Forum Moderators: coopster
Something like this should be close:
$WordsToFind='student^school^teacher^classroom^class room';
$WordsToFind=explode('^',$WordsToFind);
for($i=0;$i<count($WordsToFind);$i++) {
if(stripos($text,$WordsToFind[$i])) { $category='education'; break; }
}
BTW: Welcome to WebmasterWorld!
EDITED: Forgot stripos() is even less memory intensive than stristr() for a min.
It's really going to depend on context. If these words come from user input - even if it's input one time by an administrator - the potential always exists for something you didn't expect, Class Room or classroom, for example. Then there's also the potential for changes and additions. Regexps will provide the maximum flexibility.
I suggest a little of both:
// Collect an array, doesn't matter if it's hard coded at
// the top of the script, from a database, or user input
// note * means zero or more, matches on student or students
$category=NULL;
$edu = Array(
'students*',
'schools*',
'teachers*',
'class\s*room\s*,
'uni',
'university*i*e*s*'
);
foreach ($edu as $wd) {
if(preg_match('/$wd/i',$text)) {
$category='education';
break;
}
}
if ($category==NULL) { echo "Whoops no category found"; }
Please note the 'i' between str and pos in the code I suggested.

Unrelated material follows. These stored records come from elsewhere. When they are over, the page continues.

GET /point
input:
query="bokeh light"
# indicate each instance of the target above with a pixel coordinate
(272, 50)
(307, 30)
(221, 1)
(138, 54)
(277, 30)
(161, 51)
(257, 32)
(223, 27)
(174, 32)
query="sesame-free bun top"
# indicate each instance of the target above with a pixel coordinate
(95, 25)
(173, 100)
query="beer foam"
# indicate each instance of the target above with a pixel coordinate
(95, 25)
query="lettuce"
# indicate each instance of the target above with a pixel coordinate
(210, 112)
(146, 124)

And, of course, this might work too:
$WordsToFind='student^school^teacher^classroom^class room';
$WordsToFind=explode('^',$WordsToFind);
for($i=0;$i<count($WordsToFind);$i++) {
if(strpos(strtolower($text),$WordsToFind[$i])) { $category='education'; break; }
}
* It's also unnecessary to check for the plural using stripos, because we are not checking for \sword\s we are checking to see if the word (string) is contained in the string, so, if the string contains schools stripos will return a 'true' match for the 'needle' school.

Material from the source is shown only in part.